When I returned from the dog park this morning, I looked around the house and thought, "Man, I need to clean this place from top to bottom and do about five loads of laundry." Then I was hit by an even stronger compulsion to spend some time with Rainer Maria Rilke's Book of Hours, his "love poems to God." I hadn't really been contemplating the devastating events in Mumbai until I got to this, which I offer today as food for thought --
Ich lese es hearus aus deinem Wort
I read it here in your very word,
in the story of the gestures
with which your hands cupped themselves
around our becoming -- limiting, warm.
You said live out loud, and die you said lightly,
and over and over again you said be.
Ich lese es hearus aus deinem Wort
I read it here in your very word,
in the story of the gestures
with which your hands cupped themselves
around our becoming -- limiting, warm.
You said live out loud, and die you said lightly,
and over and over again you said be.
But before the first death came murder.
A fracture broke across the rings you'd ripened.

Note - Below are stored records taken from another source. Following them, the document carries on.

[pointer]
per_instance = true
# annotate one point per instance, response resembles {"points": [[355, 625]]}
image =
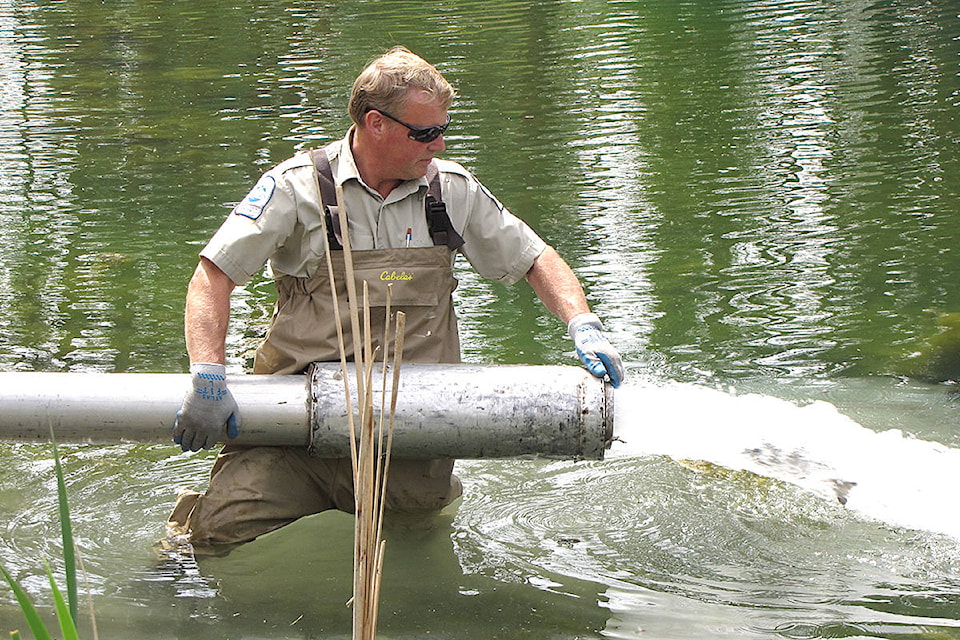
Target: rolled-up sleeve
{"points": [[253, 232], [498, 245]]}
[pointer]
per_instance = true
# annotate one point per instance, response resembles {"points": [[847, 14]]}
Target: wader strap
{"points": [[441, 229], [328, 195], [438, 221]]}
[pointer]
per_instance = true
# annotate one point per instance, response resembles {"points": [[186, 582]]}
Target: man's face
{"points": [[408, 159]]}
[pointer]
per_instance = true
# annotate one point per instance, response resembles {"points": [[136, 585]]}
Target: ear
{"points": [[374, 122]]}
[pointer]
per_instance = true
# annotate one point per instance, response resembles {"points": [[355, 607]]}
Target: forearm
{"points": [[207, 313], [557, 286]]}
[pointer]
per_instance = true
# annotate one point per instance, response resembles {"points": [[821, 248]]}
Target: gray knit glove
{"points": [[209, 410], [596, 353]]}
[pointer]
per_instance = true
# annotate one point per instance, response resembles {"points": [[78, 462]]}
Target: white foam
{"points": [[886, 476]]}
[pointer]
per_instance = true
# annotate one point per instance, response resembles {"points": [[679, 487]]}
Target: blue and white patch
{"points": [[252, 206]]}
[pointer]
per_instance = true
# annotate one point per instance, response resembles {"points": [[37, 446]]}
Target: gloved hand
{"points": [[596, 353], [207, 409]]}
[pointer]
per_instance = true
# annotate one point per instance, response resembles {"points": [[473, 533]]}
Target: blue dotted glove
{"points": [[208, 409], [596, 353]]}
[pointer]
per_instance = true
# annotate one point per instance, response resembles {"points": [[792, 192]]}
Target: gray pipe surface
{"points": [[456, 411]]}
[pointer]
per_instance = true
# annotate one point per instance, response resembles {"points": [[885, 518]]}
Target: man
{"points": [[399, 107]]}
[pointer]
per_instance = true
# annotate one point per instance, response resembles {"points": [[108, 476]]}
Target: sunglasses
{"points": [[419, 134]]}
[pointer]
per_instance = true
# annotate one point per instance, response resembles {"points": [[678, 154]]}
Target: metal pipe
{"points": [[456, 411]]}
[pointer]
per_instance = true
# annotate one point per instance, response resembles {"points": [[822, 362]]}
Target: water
{"points": [[756, 195]]}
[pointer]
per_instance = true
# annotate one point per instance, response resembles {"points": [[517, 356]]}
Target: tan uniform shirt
{"points": [[279, 221]]}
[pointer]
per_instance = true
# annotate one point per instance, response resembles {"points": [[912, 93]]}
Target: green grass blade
{"points": [[66, 530], [67, 626], [29, 612]]}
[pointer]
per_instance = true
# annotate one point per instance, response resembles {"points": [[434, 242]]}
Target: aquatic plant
{"points": [[66, 609]]}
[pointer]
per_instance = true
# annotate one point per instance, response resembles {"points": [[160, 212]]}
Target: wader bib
{"points": [[304, 325], [254, 490]]}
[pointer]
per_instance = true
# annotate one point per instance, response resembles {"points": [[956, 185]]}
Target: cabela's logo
{"points": [[395, 275]]}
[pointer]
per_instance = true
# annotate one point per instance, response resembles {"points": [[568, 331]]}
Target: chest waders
{"points": [[304, 325], [254, 490]]}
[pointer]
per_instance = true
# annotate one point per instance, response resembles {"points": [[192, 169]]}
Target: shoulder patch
{"points": [[252, 206]]}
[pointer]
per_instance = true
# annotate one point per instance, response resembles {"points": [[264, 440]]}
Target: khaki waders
{"points": [[254, 490]]}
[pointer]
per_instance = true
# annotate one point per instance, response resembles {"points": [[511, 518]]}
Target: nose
{"points": [[438, 144]]}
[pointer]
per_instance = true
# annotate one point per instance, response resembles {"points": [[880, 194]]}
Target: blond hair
{"points": [[388, 82]]}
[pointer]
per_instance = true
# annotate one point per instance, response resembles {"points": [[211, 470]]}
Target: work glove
{"points": [[596, 353], [208, 409]]}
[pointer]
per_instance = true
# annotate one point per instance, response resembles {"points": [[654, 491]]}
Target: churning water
{"points": [[755, 193]]}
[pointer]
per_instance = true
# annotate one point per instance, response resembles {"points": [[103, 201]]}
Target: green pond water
{"points": [[761, 199]]}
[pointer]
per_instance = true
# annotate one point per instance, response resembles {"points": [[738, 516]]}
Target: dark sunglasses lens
{"points": [[427, 135]]}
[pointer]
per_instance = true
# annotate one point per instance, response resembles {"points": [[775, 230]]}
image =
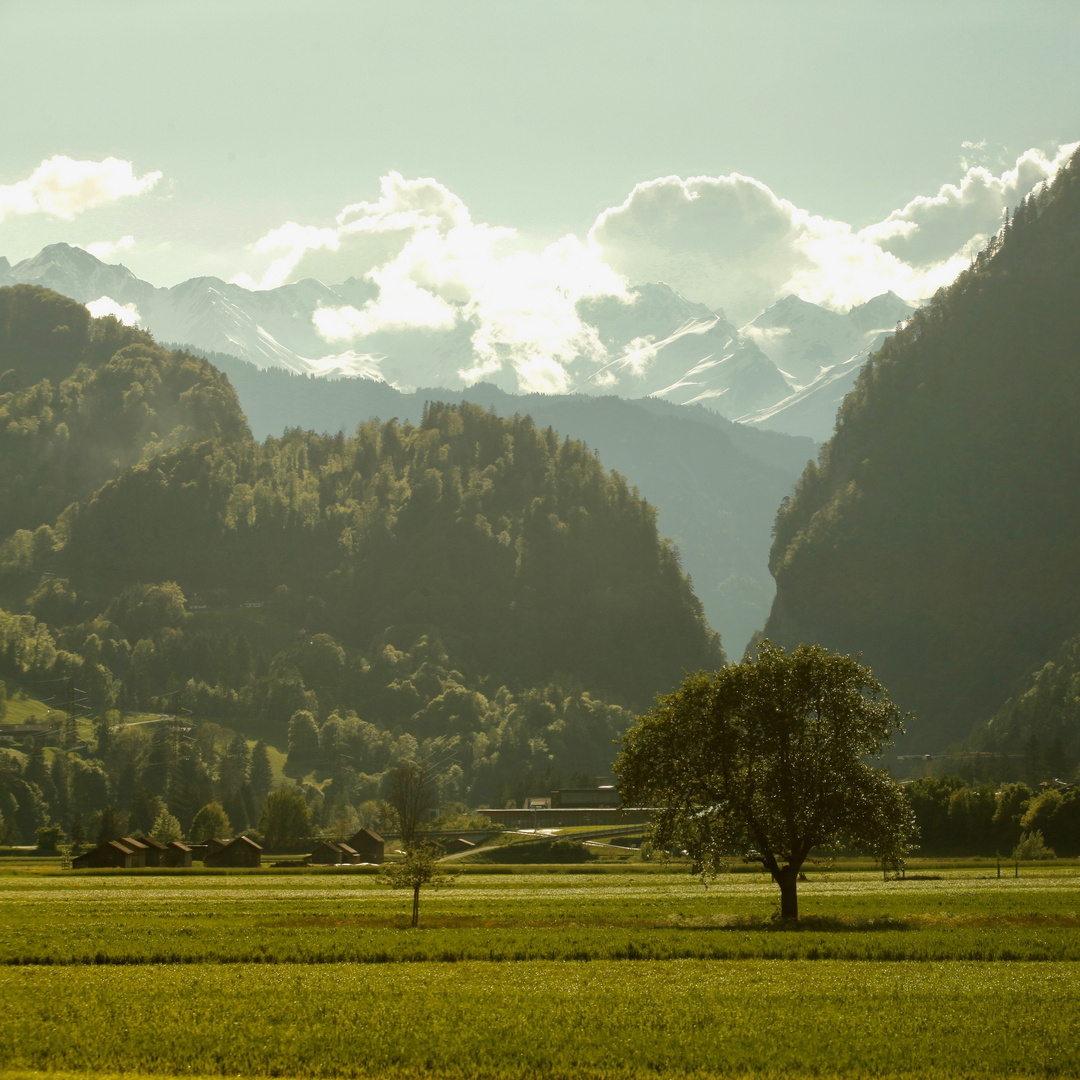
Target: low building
{"points": [[334, 853], [154, 851], [368, 845], [124, 853], [176, 854], [585, 798], [238, 852], [457, 845]]}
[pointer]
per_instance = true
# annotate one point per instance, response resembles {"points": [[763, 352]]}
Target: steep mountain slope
{"points": [[473, 586], [82, 399], [937, 532], [715, 484]]}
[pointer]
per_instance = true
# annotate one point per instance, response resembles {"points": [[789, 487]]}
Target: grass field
{"points": [[540, 974]]}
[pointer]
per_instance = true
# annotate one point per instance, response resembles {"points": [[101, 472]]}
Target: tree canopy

A screaming shattered the voices
that had just come together to speak you,
to make of you a bridge
over the chasm of everything.
And what they have stammered ever since
are fragments
of your ancient name.
(From the Penguin 100th Anniversary Edition of Rilke's Book of Hours -- Love Poems to God, translated from the German by Anita Barrows and Joanna Macy)
6 comments:
Such a fitting way to try to make sense of the atrocities halfway around the world in a town that used to be called Bombay.
Welcome back to the world of Blogging, my friend. It's a place where you can find solace as you weep and cheering as you experience joy.
Let us keep stammering, and try as we can to respond to the answer that comes.
Yes, Rilke is allways the best when you are at loss for words yourself - even better in German. Thanks for sharing this one! And about Bombay/Mumbai...what good does this bombing/terrifying/killing do - even to the ones who do it? Can anyone LIVE with such hatred?
So glad to see a post on your blog. You have fans you know, many fans.
Skip the laundry and read Rilke - that's my motto!
Like a bridge over troubled waters...
Yes! Rilke over laundry any day of the week!
I'm glad to see you spent time with Rilke rather than worry about cleaning and laundry! This is a nice post.